Feature, Musings —08.21.2019 06:35 AM
—The Age of Unreason!
Look what I got from Dundurn Press when in Boston yesterday for the Red Sox game: the new cover design to the last instalment in the X Gang series, Age of Unreason!
If you’re interested in reading the books published so far – Recipe for Hate and New Dark Ages – they’re here!
And here’s what people have said about the series, below. Hope you can check ’em out!
• Quill and Quire: “Kinsella skillfully blends convincing depictions of both the punk scene and the racist underground with the hoary trope of a band of kids setting out to solve a mystery. The novel is a suspenseful page-turner that also gives considerable food for thought, anchored in realistically drawn characters and an eye for significant detail.”

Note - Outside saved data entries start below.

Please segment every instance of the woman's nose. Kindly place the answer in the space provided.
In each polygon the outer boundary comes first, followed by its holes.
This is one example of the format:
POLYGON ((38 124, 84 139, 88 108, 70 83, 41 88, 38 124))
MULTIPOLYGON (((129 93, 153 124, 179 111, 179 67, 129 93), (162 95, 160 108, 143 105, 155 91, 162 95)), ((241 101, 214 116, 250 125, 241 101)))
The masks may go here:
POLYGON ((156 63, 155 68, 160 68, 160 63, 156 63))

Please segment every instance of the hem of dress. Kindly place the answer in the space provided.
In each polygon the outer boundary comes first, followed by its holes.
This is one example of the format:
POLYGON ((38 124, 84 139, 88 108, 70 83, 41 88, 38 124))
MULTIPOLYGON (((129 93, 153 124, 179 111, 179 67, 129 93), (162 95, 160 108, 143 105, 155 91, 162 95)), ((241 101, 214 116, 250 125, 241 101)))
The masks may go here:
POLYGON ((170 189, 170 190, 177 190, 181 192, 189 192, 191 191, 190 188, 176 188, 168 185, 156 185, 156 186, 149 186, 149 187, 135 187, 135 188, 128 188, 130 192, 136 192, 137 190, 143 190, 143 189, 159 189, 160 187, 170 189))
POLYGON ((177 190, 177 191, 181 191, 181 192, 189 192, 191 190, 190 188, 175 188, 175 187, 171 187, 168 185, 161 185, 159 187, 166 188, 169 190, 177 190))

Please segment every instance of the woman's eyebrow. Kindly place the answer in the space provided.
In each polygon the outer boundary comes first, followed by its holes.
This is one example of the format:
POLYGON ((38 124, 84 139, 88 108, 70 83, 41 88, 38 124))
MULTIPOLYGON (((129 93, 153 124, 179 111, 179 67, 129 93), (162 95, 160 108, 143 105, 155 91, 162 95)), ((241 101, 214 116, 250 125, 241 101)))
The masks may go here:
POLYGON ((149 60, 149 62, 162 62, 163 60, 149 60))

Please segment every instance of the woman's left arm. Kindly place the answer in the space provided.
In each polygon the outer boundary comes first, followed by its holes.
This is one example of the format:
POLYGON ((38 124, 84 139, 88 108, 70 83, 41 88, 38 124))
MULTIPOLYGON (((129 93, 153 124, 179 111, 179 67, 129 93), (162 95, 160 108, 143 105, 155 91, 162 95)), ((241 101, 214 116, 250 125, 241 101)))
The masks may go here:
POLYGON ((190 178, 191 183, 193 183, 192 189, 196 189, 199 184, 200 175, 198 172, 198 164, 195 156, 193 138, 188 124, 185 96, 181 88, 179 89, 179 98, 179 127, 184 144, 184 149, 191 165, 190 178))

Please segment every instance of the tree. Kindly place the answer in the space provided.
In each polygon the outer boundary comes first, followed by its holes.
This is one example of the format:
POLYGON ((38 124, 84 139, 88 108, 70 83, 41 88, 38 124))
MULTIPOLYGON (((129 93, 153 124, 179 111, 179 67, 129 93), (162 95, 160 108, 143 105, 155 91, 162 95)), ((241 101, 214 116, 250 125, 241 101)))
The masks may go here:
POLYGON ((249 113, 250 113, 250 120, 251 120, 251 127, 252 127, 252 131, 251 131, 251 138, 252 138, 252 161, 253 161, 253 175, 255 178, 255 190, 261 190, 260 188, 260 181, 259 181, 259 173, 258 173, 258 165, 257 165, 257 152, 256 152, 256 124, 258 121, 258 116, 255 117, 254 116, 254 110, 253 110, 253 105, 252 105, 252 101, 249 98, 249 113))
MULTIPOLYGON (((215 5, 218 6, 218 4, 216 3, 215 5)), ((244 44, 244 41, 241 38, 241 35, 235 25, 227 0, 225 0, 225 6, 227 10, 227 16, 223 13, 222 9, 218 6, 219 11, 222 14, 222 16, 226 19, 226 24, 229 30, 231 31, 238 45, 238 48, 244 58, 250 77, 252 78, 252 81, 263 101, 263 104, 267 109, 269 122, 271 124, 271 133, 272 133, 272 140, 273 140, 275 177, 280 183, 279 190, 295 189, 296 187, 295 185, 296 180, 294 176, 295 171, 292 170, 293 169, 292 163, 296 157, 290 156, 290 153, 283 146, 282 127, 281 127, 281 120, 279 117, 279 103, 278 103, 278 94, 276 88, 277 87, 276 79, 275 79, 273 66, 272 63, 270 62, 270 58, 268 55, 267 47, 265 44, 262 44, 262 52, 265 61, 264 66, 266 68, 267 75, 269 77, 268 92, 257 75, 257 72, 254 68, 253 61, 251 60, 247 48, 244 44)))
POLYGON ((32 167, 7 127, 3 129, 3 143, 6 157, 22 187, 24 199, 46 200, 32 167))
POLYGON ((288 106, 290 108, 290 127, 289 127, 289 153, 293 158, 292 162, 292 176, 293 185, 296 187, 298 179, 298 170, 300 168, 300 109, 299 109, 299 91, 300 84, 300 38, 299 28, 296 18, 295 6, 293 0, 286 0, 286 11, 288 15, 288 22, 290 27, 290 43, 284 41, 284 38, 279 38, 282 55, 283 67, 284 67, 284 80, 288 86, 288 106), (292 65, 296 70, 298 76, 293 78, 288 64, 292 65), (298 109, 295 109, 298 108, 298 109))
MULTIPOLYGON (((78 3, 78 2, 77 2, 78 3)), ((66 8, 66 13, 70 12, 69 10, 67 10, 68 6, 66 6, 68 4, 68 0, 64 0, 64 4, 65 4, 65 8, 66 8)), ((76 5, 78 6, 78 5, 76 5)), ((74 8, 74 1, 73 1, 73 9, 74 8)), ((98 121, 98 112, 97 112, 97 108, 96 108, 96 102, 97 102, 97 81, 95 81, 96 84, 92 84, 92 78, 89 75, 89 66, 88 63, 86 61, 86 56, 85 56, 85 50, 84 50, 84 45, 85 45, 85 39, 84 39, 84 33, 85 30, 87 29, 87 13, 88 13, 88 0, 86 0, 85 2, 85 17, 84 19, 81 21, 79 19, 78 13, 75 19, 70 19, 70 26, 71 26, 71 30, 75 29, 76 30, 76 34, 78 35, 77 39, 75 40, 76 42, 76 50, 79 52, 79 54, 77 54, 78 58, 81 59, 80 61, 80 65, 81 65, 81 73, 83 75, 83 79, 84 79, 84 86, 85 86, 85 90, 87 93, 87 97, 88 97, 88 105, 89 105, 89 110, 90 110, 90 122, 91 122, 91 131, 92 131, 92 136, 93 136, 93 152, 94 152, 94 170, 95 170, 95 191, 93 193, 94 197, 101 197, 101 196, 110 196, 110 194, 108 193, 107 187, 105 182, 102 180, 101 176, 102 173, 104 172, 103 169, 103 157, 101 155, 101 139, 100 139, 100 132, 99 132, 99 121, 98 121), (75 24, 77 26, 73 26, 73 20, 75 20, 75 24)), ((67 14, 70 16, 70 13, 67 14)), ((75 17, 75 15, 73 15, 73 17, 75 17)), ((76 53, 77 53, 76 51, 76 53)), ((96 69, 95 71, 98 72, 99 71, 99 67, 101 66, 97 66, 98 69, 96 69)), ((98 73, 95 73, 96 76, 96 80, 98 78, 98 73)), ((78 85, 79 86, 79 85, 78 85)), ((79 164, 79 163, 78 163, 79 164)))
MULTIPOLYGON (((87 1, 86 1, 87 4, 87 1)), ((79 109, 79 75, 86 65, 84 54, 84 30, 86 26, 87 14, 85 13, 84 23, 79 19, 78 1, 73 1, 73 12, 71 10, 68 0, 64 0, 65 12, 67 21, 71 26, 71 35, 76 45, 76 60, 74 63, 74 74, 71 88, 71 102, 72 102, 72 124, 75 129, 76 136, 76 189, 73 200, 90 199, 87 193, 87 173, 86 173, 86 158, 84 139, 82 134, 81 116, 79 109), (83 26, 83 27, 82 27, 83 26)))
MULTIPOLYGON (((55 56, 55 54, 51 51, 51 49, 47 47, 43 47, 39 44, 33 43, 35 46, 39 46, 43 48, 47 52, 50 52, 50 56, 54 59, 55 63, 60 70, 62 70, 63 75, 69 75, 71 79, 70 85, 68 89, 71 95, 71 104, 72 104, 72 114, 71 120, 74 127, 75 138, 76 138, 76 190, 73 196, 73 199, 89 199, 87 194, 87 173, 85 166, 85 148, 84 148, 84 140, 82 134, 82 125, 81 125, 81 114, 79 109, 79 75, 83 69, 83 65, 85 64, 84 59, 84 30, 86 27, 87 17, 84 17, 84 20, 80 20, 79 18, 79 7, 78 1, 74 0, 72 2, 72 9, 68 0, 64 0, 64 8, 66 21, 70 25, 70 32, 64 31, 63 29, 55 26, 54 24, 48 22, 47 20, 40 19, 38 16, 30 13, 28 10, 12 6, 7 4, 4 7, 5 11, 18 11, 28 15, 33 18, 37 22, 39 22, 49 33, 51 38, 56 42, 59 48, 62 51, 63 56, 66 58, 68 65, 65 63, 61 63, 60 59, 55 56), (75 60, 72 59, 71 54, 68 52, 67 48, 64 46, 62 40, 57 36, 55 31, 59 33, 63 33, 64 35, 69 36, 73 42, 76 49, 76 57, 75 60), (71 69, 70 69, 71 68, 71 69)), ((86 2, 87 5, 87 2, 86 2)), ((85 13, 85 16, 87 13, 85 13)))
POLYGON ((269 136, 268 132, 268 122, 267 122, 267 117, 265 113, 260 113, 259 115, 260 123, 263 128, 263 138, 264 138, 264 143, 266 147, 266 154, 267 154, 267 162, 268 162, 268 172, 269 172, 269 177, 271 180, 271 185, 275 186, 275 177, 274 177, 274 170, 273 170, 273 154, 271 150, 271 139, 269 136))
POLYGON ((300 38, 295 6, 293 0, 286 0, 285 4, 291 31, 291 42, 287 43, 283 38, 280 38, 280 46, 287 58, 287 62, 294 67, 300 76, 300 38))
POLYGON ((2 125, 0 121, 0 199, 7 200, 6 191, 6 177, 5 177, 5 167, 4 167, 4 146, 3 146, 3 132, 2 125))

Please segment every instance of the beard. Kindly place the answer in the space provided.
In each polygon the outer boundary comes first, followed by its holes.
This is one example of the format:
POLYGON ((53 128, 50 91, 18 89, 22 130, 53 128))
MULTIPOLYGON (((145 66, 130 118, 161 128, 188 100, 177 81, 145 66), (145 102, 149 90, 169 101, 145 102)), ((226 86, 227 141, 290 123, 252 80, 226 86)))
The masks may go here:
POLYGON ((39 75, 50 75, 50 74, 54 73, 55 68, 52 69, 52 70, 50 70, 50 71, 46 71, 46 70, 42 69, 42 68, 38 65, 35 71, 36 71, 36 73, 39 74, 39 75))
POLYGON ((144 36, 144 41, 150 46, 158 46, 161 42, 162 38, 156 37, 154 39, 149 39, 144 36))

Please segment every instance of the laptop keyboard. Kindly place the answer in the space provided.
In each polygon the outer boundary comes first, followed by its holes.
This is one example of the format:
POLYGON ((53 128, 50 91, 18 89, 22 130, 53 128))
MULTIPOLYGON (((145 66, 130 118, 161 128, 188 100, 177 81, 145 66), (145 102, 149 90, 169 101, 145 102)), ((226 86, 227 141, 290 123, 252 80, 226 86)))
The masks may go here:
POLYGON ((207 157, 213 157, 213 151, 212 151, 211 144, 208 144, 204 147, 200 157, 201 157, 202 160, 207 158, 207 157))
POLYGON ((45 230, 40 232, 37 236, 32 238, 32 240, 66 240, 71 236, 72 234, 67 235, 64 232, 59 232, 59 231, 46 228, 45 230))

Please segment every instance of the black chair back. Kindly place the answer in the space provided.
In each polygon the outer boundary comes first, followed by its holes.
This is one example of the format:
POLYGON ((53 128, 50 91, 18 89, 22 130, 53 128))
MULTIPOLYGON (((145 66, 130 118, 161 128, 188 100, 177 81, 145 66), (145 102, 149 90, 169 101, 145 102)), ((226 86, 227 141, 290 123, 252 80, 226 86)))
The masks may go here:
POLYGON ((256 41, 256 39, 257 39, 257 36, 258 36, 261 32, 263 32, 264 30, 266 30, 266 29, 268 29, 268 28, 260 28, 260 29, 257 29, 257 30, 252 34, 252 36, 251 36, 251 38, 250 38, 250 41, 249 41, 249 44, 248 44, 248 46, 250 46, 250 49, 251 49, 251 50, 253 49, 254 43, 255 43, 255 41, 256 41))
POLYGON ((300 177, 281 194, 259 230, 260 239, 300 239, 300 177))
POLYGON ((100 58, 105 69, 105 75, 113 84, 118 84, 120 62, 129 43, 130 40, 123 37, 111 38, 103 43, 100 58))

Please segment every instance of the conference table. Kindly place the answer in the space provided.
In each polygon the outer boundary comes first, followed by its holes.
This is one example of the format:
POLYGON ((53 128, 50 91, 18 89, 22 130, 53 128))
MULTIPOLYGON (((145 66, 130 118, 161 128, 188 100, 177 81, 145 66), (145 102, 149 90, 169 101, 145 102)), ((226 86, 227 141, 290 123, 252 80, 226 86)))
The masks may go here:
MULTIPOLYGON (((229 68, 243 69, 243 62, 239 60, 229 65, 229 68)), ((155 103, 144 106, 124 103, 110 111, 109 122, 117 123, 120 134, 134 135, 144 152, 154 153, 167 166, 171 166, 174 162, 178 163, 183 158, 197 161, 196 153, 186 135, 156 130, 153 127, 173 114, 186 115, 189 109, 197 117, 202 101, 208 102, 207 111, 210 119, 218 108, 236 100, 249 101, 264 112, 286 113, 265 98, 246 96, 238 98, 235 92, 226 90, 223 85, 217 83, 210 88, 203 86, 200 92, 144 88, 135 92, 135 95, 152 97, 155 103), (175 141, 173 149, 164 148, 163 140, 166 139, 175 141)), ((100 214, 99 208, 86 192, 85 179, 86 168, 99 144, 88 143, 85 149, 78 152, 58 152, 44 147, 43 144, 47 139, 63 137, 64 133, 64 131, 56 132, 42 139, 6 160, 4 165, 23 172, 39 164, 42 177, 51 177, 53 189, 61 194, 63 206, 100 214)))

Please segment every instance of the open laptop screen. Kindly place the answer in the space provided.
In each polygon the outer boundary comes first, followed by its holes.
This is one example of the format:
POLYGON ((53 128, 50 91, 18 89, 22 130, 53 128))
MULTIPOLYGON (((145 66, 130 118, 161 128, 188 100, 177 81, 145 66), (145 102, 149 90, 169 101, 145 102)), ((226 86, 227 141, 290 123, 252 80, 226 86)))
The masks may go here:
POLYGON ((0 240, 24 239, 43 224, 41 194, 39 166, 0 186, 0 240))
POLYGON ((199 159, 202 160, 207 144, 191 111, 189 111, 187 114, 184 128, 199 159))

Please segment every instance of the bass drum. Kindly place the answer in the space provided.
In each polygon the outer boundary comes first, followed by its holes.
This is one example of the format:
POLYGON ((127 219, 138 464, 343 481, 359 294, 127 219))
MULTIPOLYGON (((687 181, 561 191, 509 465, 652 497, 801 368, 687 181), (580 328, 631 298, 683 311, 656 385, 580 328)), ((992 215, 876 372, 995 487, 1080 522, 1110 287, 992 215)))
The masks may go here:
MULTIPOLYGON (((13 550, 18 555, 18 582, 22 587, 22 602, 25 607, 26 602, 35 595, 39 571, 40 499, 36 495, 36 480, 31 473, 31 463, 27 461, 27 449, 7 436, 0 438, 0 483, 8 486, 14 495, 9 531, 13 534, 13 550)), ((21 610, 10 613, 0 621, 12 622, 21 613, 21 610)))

• Publisher’s Weekly: “Adult author Kinsella (Fight the Right) sets this riveting murder mystery in Portland, Maine, in the late 1970s…Tension starts high and stays there in this unflinching page-turner, which offers a fascinating glimpse into the early punk scene and a moving testament to the power of friendship.”
• Globe and Mail: “Portrayals of rebellious and non-conforming teens can feel reductive or contrived but Kinsella nails it without any stereotyping or embellishment. Though this authenticity will have big teen appeal, the novel is also part police procedural, part detailed history on the emergence of punk and part gritty murder mystery, all elements that skew more adult. Classification aside, it’s absorbing, jarring and raw.”
• Toronto Star: “Warren Kinsella is known mostly as a political operative and pundit, but he also has estimable punk-rock credentials (as punk historian and as bass player in SFH, which bills itself as Canada’s best-loved geriatric punk band). This YA novel is loosely based on real-life events, and concerns the murder of two teenagers in 1979 in Portland, Ore., then the epicentre of the punk scene. It will be of interest to anyone interested in punk culture — not just the music, but the fanzines, art and writing of the period.”
• Booklist: “Kinsella’s book explodes off the page from the start…a dark and engrossing tale of punk-rock heroes fighting for justice.”